From Harvard, a Cheaper Storage Battery
The findings, which were published on Wednesday in the journal Nature, come as utilities are under pressure to overcome one of the major shortcomings of renewable energy: how to make the electricity available even when the sun is not shining or the wind is not blowing.
California recently became the first state to order utilities to install storage.
The breakthrough came in the type of materials used to store the energy. The Harvard researchers reported using a carbon-based molecule found in crude oil and other substances as the material to hold the electric charge. Most battery chemistry in use today uses metals, including the familiar nickel metal-hydride and lithium-ion, which are more costly.
Each of the carbon-based molecules holds two units of electrical charge, compared with one unit in most batteries in commercial use now, meaning that a battery could store twice as much energy in a given volume.
“These are really cool preliminary results,” said Cheryl Martin, acting director of the Energy Department’s Advanced Research Projects Agency-Energy, which makes grants to develop energy technologies that are novel and risky but offer big rewards.
Officials at that agency said that the carbon-based molecule used at Harvard, called a quinone, was only one of many similar molecules and some of the others might prove even more effective.
“They’re really uncovering the tip of the iceberg,” said John Lemmon, the program manager for the battery project. “That’s the breakthrough.”
Arpa-e gave the Harvard team $590,000 under a one-year contract that is now being completed. The agency is discussing a three-year, $3.75 million contract extension.

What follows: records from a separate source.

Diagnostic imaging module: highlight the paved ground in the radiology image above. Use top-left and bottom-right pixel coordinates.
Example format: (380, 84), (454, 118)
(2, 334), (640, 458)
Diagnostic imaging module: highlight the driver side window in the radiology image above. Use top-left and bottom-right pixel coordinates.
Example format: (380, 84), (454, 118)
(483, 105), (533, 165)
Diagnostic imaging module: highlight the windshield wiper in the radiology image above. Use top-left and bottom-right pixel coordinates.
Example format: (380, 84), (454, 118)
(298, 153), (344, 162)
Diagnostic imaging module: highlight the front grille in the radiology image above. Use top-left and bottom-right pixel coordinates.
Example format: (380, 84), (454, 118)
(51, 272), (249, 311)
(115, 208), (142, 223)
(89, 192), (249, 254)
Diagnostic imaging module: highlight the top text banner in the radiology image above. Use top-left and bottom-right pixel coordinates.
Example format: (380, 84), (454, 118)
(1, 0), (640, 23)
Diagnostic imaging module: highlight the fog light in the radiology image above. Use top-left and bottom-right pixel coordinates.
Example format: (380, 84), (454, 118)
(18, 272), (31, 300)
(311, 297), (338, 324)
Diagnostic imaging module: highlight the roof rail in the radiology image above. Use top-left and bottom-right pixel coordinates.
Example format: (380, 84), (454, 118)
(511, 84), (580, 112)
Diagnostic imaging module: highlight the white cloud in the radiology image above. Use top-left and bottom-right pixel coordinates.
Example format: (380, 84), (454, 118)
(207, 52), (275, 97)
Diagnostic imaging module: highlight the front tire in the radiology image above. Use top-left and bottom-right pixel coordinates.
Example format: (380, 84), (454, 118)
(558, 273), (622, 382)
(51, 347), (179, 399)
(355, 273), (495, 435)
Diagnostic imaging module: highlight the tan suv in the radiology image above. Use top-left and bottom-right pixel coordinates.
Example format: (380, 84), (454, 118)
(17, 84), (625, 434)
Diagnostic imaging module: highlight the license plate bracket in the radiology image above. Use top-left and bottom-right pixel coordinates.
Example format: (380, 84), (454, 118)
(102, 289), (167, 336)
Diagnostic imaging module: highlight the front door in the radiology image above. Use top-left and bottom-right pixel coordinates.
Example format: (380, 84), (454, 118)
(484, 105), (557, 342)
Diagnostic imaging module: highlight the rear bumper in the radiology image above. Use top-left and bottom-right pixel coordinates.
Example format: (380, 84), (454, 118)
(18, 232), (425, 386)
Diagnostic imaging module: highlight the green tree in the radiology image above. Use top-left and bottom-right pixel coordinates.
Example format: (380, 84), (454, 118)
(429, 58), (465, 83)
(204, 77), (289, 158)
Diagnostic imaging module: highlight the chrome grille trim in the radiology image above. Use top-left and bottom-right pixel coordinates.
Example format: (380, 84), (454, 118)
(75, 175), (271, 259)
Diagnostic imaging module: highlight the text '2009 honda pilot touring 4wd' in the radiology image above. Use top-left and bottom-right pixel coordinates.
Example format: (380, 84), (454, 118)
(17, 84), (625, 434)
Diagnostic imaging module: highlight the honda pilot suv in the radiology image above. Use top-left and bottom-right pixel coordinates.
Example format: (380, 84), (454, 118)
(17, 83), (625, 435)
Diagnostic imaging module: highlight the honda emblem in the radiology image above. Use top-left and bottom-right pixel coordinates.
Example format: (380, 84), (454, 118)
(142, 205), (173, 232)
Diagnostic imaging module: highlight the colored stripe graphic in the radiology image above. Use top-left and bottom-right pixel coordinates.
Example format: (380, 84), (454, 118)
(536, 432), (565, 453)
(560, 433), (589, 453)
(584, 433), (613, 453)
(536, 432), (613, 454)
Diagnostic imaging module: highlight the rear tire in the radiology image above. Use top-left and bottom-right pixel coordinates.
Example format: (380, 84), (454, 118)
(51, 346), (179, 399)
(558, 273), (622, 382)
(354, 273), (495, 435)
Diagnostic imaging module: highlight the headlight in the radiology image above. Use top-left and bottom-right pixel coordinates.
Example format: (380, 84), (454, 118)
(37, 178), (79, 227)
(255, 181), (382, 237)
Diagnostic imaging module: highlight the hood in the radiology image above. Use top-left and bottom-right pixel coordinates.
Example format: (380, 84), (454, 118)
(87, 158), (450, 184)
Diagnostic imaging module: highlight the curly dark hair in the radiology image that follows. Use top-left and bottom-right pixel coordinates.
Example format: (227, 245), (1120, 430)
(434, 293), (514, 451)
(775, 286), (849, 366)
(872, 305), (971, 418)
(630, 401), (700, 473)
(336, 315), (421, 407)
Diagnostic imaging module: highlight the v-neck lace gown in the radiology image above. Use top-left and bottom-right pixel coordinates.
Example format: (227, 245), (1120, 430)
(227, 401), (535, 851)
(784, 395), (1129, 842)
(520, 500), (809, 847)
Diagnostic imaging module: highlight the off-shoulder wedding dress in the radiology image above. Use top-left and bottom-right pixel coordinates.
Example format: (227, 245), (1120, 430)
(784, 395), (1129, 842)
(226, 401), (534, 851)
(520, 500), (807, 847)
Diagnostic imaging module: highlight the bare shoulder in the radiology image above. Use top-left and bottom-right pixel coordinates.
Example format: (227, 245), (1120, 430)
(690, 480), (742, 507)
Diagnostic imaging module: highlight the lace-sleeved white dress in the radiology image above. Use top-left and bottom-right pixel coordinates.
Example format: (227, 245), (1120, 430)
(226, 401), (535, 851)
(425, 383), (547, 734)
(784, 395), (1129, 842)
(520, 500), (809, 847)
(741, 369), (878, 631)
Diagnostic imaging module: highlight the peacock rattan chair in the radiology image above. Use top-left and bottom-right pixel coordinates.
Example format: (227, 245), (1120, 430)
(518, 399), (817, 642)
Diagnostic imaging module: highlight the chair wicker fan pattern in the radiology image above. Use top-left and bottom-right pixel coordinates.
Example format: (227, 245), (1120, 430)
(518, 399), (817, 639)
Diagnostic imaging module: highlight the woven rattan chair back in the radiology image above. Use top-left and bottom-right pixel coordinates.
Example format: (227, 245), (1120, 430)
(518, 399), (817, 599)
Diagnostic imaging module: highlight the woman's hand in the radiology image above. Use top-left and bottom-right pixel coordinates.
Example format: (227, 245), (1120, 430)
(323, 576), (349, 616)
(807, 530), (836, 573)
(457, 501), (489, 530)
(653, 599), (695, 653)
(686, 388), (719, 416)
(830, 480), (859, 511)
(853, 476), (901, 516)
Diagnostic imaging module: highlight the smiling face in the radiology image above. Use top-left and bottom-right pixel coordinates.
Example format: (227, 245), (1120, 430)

The Harvard team’s results so far are at a tiny scale. Team members say that in another three years, they might produce a prototype the size of a trailer that could be towed to a house with a rooftop solar array and store daytime production for nighttime use. But commercial success would require further improvements in the process.
The design is for a “flow battery,” which resembles an ordinary battery but has a material that can accept charged particles when absorbing electricity and give them back later. In this case the material is a liquid pumped into external tanks, so enormous amounts of energy can be stored. Flow batteries are already in commercial use but they are far too expensive for use in anything but specialized applications.
The authors of the Nature paper predict that their battery could be used to store bulk amounts of energy produced from intermittent sources, like wind and sun.
But a challenge is cost. One basic unit of battery storage capacity is the kilowatt-hour, the amount of energy needed to move an electric car about three miles. A kilowatt-hour sells at retail for about 11 cents. Currently, advanced batteries cost about $400 per kilowatt-hour stored; the Energy Department has a goal of cutting that to $100. The battery is supposed to last through 10,000 cycles of charging and discharging.
According to the Nature paper, the quinones needed to store 1 kilowatt-hour cost about $30. Reaching $100 per kilowatt-hour of storage would require cutting the cost of other key components, too, notably the material used to aid the flow of electrons into and out of the quinones.